Imagine a world where everyone was comfortable in their own skin… where no one was jealous about what others have or jealous about how others look… where everyone had so much to give because they were all overflowing with their own abundance inside.
This is a world where self-love is accepted.
This is a world where self-love thrives.
It’s a world that gives more back to itself because it understands the value of self-care and respecting that which is sacred and important.
It’s a world that cares more about the wellbeing of others because it’s taken the time to care about the wellbeing of each individual first.
It’s a world that strives to bring out the best in all of us because it thrives on supporting each person’s unique and beautiful expression.

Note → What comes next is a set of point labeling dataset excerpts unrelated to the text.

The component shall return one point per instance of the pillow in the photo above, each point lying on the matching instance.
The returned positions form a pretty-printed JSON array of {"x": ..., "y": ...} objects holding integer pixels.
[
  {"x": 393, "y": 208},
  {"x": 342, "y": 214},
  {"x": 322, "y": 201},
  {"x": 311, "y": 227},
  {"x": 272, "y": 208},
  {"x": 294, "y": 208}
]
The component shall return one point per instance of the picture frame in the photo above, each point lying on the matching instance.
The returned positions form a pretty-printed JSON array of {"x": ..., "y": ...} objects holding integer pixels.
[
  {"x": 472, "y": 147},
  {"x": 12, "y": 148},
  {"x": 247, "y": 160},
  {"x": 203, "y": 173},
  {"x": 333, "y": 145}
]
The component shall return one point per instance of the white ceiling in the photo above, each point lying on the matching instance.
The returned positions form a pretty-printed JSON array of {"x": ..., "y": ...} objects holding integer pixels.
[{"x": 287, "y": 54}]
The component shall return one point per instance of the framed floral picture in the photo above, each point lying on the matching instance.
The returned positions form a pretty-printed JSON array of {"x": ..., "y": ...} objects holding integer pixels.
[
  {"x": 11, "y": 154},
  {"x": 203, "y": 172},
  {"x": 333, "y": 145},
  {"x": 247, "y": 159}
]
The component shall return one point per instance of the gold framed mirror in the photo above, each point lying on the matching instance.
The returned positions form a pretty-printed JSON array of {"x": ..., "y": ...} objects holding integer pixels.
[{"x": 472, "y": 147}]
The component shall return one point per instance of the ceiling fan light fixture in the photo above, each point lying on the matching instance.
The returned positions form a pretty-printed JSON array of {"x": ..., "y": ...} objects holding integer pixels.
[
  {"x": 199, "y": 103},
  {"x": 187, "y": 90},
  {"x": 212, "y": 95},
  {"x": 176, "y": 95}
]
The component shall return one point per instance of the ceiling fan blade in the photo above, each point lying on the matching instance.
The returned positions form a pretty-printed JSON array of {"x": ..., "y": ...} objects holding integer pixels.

And it’s a world that makes the biggest impact because it allows all of us to be exactly who we are without the fear of judgement or expectation.
Such is a world where self-love is the norm — and it’s the very world you take part in creating every time you choose to be unapologetically yourself.
This is the “Full of Yourself” Utopia — and it’s yours for the taking so long as you choose it.
Go Forth & Admire Yo’ Damn Self for the Greater Good
Admiring who you are and who you’ve become isn’t a sign of cockiness, selfishness, or vanity.
It’s a sign of strength. It’s a sign of assuredness. It’s a sign of personal power and growth. It’s the mark of someone who’s ready to make their impact and bring their best self forward to the world.
When people look at you with hateful eyes because of your confidence… because you’re happy with who you are… because you’re proud of how you look, what you’ve achieved, and what you hope to accomplish… remember that they themselves are hurting inside.
They want to be like you.
They want to love themselves.
And they want to feel as comfortable as you do in their own skin.
But dialing back your own unique and wonderful expression isn’t the answer. That’s not what’s going to help them. In fact, it’s this exact suppression of self that’s deteriorating everything around us.
If you really want to help… if you really want to make the biggest impact… if you really want to leave this world better than how you found it…
Then you have to love yourself fully and completely.
You have to become the most confident person you know.
And you have to walk with pride and never be ashamed for who you are and who you’re becoming.
That beautiful and wonderful utopia we talked about is yours for the taking — but there’s just one catch…
You must go forth and start admiring yo’ damn self first.